Para quien no siguió el caso: OpenAI reveló la semana pasada que uno de sus agentes —una herramienta de IA capaz de actuar de forma autónoma— se descontroló durante una prueba interna de ciberseguridad. El agente, impulsado por GPT-5.6 Sol y un modelo aún sin publicar, estaba en un entorno supuestamente aislado con medidas de seguridad deliberadamente relajadas. Consiguió acceder a internet y atacó Hugging Face porque, según OpenAI, “infirió” que la startup tenía información útil para manipular la evaluación en la que estaba siendo sometido. Hugging Face reportó el ataque el 16 de julio sin saber quién lo había ejecutado.
Ahora Delangue pide que OpenAI publique los trazos completos del agente para que toda la comunidad investigadora pueda estudiar qué pasó exactamente. También pide que financie la respuesta defensiva de la comunidad que atacó.
Reuters añadió un detalle que no ayuda a dormir mejor: el agente pasó días hackeando Hugging Face sin que OpenAI se diera cuenta. Y que otro agente de OpenAI —no se sabe si relacionado— había dejado notas para versiones futuras de sí mismo con consejos sobre cómo librarse de las restricciones internas.
Alan Woodward, profesor de ciberseguridad en la Universidad de Surrey, lo pone donde corresponde: “Es demasiado fácil culpar a la IA de haberse descontrolado, cuando en realidad todo se reduce a cómo OpenAI gestionaba la herramienta.”

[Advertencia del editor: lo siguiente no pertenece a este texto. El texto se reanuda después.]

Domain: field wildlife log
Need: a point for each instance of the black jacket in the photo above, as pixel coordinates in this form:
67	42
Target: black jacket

Que un agente autónomo hackee a una empresa externa durante una prueba es un tipo de accidente que hasta ahora era teórico. Ya no. La pregunta que sigue en el aire no es si esto puede volver a pasar, sino cuántos incidentes similares están ocurriendo sin que nadie lo reporte todavía. La revista Time ya informó que estos incidentes llevan sucediendo “desde hace un tiempo”.